Led by the Royal Academy of Engineering, Engineering a future outside the EU: securing the best outcome for the UK has been designed to inform government of the key issues – people and skills, finance and markets, plus standards and legislation – that influence Britain’s engineering sector as it forms its position on leaving the EU.

In doing so, it hopes to protect and build on the engineering sector’s contribution of ?280bn GVA to the economy, warning that Brexit should not hinder skilled engineers from the EU contributing to the success of Britain’s engineering sector.

The report notes that uncertainty about the status of EU workers in the UK is likely to result in delays to major infrastructure projects such as HS2, Thames Tideway and Hinkley Point C, which will face recruitment difficulties and increasing costs if demand for labour outstrips supply.
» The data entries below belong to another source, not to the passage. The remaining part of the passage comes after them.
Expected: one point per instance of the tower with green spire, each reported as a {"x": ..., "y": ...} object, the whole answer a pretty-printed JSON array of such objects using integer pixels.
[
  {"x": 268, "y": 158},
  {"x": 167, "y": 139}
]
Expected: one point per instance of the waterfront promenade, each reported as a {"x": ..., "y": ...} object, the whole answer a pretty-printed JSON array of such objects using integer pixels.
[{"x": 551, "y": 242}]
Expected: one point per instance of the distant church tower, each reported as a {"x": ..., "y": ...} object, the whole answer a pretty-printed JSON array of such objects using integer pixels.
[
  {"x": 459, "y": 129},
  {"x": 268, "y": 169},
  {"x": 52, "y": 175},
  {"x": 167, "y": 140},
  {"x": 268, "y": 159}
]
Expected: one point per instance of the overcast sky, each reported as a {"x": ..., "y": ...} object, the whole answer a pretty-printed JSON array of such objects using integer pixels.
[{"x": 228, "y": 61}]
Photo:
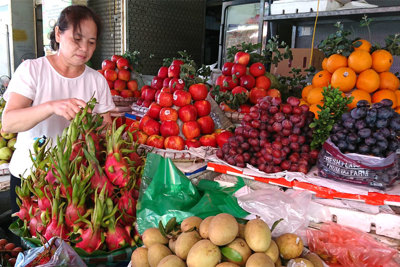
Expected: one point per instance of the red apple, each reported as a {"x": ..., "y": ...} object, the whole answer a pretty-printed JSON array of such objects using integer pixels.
[
  {"x": 124, "y": 75},
  {"x": 155, "y": 141},
  {"x": 181, "y": 98},
  {"x": 126, "y": 93},
  {"x": 139, "y": 136},
  {"x": 208, "y": 140},
  {"x": 193, "y": 143},
  {"x": 119, "y": 85},
  {"x": 115, "y": 58},
  {"x": 169, "y": 128},
  {"x": 174, "y": 142},
  {"x": 238, "y": 70},
  {"x": 176, "y": 84},
  {"x": 257, "y": 93},
  {"x": 227, "y": 68},
  {"x": 168, "y": 114},
  {"x": 177, "y": 62},
  {"x": 257, "y": 69},
  {"x": 148, "y": 94},
  {"x": 154, "y": 111},
  {"x": 187, "y": 113},
  {"x": 134, "y": 126},
  {"x": 156, "y": 83},
  {"x": 239, "y": 90},
  {"x": 143, "y": 120},
  {"x": 110, "y": 84},
  {"x": 174, "y": 71},
  {"x": 110, "y": 75},
  {"x": 164, "y": 99},
  {"x": 114, "y": 92},
  {"x": 198, "y": 91},
  {"x": 244, "y": 108},
  {"x": 203, "y": 107},
  {"x": 166, "y": 82},
  {"x": 163, "y": 72},
  {"x": 122, "y": 63},
  {"x": 247, "y": 81},
  {"x": 151, "y": 127},
  {"x": 223, "y": 137},
  {"x": 206, "y": 124},
  {"x": 191, "y": 129},
  {"x": 132, "y": 85},
  {"x": 229, "y": 83},
  {"x": 147, "y": 103},
  {"x": 220, "y": 81},
  {"x": 107, "y": 65},
  {"x": 242, "y": 58}
]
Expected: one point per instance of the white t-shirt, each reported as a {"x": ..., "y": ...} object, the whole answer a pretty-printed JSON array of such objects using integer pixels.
[{"x": 37, "y": 80}]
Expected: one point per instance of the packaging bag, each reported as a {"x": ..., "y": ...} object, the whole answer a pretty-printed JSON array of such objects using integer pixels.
[
  {"x": 165, "y": 192},
  {"x": 64, "y": 255},
  {"x": 349, "y": 247},
  {"x": 356, "y": 168}
]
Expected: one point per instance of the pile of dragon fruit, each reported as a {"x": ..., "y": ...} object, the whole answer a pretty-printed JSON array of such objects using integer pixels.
[{"x": 84, "y": 186}]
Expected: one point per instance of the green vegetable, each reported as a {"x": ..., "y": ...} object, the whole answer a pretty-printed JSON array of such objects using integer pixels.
[
  {"x": 335, "y": 104},
  {"x": 231, "y": 254}
]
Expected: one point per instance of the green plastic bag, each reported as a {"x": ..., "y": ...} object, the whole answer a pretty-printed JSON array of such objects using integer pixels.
[{"x": 166, "y": 192}]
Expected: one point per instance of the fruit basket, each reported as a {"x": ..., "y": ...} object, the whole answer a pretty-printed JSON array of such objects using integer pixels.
[{"x": 123, "y": 101}]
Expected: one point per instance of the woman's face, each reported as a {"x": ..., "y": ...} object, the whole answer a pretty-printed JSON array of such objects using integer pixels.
[{"x": 77, "y": 48}]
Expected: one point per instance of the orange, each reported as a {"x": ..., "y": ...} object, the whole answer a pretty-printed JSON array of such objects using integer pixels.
[
  {"x": 368, "y": 80},
  {"x": 315, "y": 96},
  {"x": 363, "y": 45},
  {"x": 314, "y": 108},
  {"x": 336, "y": 61},
  {"x": 384, "y": 94},
  {"x": 397, "y": 93},
  {"x": 303, "y": 102},
  {"x": 324, "y": 63},
  {"x": 388, "y": 81},
  {"x": 359, "y": 95},
  {"x": 359, "y": 61},
  {"x": 263, "y": 82},
  {"x": 344, "y": 79},
  {"x": 305, "y": 91},
  {"x": 382, "y": 60},
  {"x": 321, "y": 79}
]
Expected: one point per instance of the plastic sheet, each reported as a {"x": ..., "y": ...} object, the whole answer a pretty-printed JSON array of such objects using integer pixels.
[
  {"x": 272, "y": 205},
  {"x": 349, "y": 247},
  {"x": 64, "y": 255},
  {"x": 166, "y": 192}
]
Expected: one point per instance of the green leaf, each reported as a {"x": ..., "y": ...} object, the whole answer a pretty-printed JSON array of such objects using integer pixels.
[{"x": 231, "y": 254}]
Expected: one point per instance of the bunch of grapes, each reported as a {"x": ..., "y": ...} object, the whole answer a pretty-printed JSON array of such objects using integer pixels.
[
  {"x": 368, "y": 130},
  {"x": 273, "y": 137}
]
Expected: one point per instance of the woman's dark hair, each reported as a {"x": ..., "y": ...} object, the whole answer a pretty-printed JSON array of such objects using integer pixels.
[{"x": 72, "y": 16}]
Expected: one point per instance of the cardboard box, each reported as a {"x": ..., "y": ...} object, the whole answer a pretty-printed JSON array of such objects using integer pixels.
[{"x": 301, "y": 60}]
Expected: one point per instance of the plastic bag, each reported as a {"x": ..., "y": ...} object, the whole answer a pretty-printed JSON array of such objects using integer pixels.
[
  {"x": 349, "y": 247},
  {"x": 356, "y": 168},
  {"x": 272, "y": 205},
  {"x": 166, "y": 192},
  {"x": 63, "y": 256}
]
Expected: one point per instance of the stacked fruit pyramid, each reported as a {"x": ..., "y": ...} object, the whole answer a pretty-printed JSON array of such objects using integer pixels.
[
  {"x": 178, "y": 113},
  {"x": 118, "y": 75},
  {"x": 85, "y": 187},
  {"x": 363, "y": 75},
  {"x": 220, "y": 241}
]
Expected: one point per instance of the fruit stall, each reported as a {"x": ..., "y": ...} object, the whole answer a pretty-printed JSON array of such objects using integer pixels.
[{"x": 260, "y": 163}]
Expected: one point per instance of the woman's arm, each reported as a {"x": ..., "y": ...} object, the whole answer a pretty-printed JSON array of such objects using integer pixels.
[{"x": 19, "y": 115}]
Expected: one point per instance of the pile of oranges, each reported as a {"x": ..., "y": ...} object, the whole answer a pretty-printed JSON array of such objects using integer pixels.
[{"x": 363, "y": 75}]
To remedy this, the report suggests that government and industry embark on a series of actions, including the development of a Shortage Occupation List for positions that cannot be filled domestically in the short term. The report also calls on the UK government to extend procedures for intra-company transfers to cover EU citizens.

Furthermore, the report warns that losing access to EU research and innovation funding programmes would pose a ‘considerable risk to the quality and quantity of UK research and innovation, and in turn to UK GDP.’

As such, the report recommends that government seeks ‘the closest achievable association with relevant EU programmes, and if needed develop long-term funding streams that complement current funding by encouraging international mobility and collaboration, particularly between industry and academia.’

Prof Dame Ann Dowling OM DBE FREng FRS, President of the Royal Academy of Engineering said: “For many we have consulted over the last two months, plans to trigger Article 50 raise questions about our ability to train enough skilled engineers to meet the country’s needs, to attract the brightest and best international talent to the UK to address specific skills shortages, and to collaborate with colleagues in non-UK European Union countries in a way that accelerates innovation that is of value to wider society.

“As government develops its plans for a renewed focus on industrial strategy, we hope it will use this opportunity to build on the UK’s existing strengths in engineering research, innovation and industry to grow their contribution to economic and social progress, and to invest in increasing the supply of skilled engineers necessary to sustain this growth.”